Praise for family caregiver support

Language supporting family caregivers in the executive order earned kudos from many, including Deb Oberman, senior vice president of government affairs for Help at Home.

“We are encouraged by the fact that it does not only encourage Medicaid dollars, but it speaks positively about the need for training and development and the support for both paid and unpaid caregivers,” she said in an email to McKnight’s Home Care Daily Pulse. “With the caregiver workforce shortage, it focuses on how to professionalize the jobs in addition to being paid at the appropriate level. Caregivers need support and training and that was a theme — it’s about the pay, but also more than that.”

She added, “We are very much looking at preferred or family caregivers as an opportunity that is one of the solutions to the caregiver workforce shortage. There are many people who are forced to make a choice between working and taking care of a loved one. With resources and a focus on the importance of creating professionalized caregiver career opportunities, those who want to work as a paid family caregiver don’t have to make a choice between the two.”

AARP commended the order as an important step in the National Strategy to Support Family Caregivers it released last fall.

“We stand ready to work with the administration to advance the important policies to support family caregivers and the long-term workforce,” AARP Executive Vice President and Chief Advocacy and Engagement Officer Nancy LeaMond said in a statement.

Mixed reaction

LeadingAge President and CEO Katie Smith Sloan was dismayed that the executive order’s primary focus was limited to home care and didn’t extend to other care settings, such as adult day programs, hospice and assisted living. Still, she said the plan shows that the Biden administration has been listening to appeals to help solve the direct care crisis.

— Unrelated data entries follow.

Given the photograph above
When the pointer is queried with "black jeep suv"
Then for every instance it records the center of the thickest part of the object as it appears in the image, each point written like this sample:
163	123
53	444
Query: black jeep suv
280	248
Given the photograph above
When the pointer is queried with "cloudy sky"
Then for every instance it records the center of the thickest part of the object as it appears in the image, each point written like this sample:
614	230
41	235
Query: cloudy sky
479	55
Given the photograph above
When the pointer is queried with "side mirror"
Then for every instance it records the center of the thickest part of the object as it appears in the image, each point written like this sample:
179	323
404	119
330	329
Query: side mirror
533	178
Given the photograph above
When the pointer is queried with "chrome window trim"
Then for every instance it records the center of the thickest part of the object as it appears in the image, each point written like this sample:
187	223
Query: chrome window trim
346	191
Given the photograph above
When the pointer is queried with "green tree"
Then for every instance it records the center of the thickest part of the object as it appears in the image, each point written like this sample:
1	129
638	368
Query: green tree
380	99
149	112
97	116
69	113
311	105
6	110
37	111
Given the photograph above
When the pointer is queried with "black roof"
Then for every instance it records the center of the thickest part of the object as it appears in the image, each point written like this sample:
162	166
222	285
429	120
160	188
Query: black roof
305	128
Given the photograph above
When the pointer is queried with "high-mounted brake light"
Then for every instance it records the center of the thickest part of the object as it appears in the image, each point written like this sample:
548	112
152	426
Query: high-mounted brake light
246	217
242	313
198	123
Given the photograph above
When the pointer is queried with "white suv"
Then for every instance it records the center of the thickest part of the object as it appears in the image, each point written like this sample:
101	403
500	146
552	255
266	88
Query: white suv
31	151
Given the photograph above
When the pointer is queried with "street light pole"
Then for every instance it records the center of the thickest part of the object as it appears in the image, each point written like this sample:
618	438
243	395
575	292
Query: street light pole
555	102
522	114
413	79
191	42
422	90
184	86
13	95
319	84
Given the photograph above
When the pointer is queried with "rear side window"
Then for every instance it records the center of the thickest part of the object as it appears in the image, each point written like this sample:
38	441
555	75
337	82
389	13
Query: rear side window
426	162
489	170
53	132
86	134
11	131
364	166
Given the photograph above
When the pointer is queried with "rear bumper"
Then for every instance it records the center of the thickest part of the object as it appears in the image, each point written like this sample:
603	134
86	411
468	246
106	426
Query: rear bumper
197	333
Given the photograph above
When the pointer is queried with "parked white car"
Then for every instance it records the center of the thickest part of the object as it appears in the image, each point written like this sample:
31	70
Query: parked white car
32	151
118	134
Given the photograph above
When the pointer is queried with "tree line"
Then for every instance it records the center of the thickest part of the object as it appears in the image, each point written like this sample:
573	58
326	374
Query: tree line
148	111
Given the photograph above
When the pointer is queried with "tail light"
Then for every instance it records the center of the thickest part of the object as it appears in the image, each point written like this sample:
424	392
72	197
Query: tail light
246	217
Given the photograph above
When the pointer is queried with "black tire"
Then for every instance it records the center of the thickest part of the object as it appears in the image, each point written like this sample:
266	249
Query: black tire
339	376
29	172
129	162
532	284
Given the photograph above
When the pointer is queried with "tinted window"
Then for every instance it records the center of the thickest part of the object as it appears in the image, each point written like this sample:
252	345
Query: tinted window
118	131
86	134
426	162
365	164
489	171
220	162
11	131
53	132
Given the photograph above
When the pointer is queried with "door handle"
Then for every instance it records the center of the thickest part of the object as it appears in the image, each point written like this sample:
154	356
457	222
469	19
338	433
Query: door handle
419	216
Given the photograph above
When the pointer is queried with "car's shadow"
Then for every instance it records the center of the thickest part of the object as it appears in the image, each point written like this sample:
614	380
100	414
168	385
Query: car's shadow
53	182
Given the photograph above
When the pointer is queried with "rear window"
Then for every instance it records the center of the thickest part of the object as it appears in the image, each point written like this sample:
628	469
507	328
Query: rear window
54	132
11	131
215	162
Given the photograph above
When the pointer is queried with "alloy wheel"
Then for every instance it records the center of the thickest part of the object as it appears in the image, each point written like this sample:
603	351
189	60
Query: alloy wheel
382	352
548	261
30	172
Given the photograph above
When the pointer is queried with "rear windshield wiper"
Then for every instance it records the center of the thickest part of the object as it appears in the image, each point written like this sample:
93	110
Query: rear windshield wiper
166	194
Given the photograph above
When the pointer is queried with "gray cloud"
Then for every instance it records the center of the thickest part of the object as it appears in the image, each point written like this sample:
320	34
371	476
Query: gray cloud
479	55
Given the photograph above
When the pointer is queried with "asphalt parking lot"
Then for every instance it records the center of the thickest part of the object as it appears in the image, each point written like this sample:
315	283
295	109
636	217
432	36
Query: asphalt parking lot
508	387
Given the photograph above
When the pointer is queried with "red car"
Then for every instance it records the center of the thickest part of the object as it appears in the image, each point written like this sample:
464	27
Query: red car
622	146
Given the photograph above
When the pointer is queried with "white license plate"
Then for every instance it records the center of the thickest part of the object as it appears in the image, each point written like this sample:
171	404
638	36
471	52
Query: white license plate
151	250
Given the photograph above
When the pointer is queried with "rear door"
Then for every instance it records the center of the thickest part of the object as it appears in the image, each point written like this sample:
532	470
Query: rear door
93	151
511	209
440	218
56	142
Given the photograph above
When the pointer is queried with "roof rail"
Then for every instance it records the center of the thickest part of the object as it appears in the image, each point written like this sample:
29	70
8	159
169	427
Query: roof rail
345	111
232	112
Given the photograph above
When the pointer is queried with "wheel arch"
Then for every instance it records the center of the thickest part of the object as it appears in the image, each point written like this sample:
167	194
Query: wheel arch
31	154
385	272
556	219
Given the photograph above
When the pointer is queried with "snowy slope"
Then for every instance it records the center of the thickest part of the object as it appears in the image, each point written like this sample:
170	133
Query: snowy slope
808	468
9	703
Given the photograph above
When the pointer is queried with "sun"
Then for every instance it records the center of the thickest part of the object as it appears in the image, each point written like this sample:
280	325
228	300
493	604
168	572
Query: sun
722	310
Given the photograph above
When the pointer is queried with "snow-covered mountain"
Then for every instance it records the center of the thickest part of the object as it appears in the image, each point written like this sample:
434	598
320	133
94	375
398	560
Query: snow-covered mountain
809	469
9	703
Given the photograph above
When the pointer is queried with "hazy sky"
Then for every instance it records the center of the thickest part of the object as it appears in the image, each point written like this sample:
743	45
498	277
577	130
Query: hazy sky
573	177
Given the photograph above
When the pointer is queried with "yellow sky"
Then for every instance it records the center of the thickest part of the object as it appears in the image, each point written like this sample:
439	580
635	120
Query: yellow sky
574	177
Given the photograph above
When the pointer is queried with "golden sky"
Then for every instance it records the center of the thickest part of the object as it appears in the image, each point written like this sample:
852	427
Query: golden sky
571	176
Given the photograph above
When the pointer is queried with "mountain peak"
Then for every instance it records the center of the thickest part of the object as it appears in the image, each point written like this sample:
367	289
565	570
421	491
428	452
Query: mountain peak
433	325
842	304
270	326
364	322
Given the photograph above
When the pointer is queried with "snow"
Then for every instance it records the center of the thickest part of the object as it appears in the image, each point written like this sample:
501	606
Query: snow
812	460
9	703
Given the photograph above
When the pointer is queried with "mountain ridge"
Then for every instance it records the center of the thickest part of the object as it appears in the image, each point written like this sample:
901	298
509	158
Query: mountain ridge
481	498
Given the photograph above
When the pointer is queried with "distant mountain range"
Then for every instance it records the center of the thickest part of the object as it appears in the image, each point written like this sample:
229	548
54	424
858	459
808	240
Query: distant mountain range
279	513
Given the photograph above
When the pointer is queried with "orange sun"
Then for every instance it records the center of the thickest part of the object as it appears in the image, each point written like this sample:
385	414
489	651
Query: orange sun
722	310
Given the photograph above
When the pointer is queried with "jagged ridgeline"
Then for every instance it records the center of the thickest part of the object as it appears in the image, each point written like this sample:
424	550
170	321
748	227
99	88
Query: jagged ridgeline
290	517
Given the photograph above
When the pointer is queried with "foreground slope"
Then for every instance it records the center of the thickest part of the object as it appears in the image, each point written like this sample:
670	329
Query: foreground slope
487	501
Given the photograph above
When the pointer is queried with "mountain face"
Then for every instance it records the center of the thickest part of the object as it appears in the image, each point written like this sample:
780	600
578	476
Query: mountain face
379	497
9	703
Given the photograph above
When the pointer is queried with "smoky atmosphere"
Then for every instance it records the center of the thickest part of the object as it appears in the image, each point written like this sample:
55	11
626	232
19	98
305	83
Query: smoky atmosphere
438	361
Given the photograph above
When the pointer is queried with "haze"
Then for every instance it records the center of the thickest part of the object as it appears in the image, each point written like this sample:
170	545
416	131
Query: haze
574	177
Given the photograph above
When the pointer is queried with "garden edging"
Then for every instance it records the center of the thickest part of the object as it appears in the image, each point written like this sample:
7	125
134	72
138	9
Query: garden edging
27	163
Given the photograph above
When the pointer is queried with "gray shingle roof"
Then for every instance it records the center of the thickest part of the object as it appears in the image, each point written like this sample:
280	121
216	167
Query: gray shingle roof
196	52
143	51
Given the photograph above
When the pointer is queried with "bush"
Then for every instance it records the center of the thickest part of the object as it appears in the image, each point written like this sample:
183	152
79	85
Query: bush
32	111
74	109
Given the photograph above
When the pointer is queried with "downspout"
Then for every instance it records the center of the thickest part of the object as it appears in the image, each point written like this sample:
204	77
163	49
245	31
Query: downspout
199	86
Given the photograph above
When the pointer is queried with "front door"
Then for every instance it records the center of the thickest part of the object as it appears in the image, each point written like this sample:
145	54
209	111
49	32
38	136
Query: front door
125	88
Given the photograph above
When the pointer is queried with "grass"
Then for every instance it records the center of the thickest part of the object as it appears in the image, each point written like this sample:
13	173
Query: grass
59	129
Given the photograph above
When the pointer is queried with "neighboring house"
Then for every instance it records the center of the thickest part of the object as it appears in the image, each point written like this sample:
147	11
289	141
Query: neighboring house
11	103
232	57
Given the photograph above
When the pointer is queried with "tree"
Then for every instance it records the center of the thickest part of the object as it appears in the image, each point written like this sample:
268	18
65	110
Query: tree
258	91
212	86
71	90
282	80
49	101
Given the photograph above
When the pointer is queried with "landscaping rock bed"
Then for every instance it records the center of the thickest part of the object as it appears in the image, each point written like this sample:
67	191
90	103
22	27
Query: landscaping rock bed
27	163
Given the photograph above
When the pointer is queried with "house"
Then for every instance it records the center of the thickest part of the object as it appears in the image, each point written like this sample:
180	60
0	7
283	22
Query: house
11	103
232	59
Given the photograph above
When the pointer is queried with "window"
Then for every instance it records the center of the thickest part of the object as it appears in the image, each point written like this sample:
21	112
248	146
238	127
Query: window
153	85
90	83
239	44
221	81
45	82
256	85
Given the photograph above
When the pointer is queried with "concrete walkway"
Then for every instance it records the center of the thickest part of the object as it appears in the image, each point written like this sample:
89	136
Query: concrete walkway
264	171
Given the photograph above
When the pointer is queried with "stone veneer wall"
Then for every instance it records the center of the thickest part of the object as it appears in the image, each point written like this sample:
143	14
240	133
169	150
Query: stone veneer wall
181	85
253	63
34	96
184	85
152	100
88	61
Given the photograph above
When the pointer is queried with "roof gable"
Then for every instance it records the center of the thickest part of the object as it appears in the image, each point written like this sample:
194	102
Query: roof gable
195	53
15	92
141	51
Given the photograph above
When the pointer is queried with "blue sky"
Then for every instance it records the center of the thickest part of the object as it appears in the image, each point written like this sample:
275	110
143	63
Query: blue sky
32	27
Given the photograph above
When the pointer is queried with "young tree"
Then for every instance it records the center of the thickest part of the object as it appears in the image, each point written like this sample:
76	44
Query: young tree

“LeadingAge has long advocated for an all-of-government approach to ensuring greater access to aging services — and addressing the workforce crisis must be the top priority,” Sloan said in a statement.

The Home Care Association of America told McKnight’s Home Care Daily Pulse it was still reviewing all 50 directives but was encouraged by the president’s order.

“The Home Care Association of America is appreciative of the Biden administration’s continued focus on home-based care, the agencies and caregivers who provide it, and the seniors and people with disabilities who rely on it,” HCAOA said in a statement.

The administration said the cost of long-term care for the elderly has increased approximately 40% in the past decade, while the cost of child care has increased roughly 20%. Meanwhile, the direct care industry has been struggling to attract caregivers due to low wages.

The administration, which also issued directives for nursing homes, said it will call for investments to support caregiving in its 2024 budget.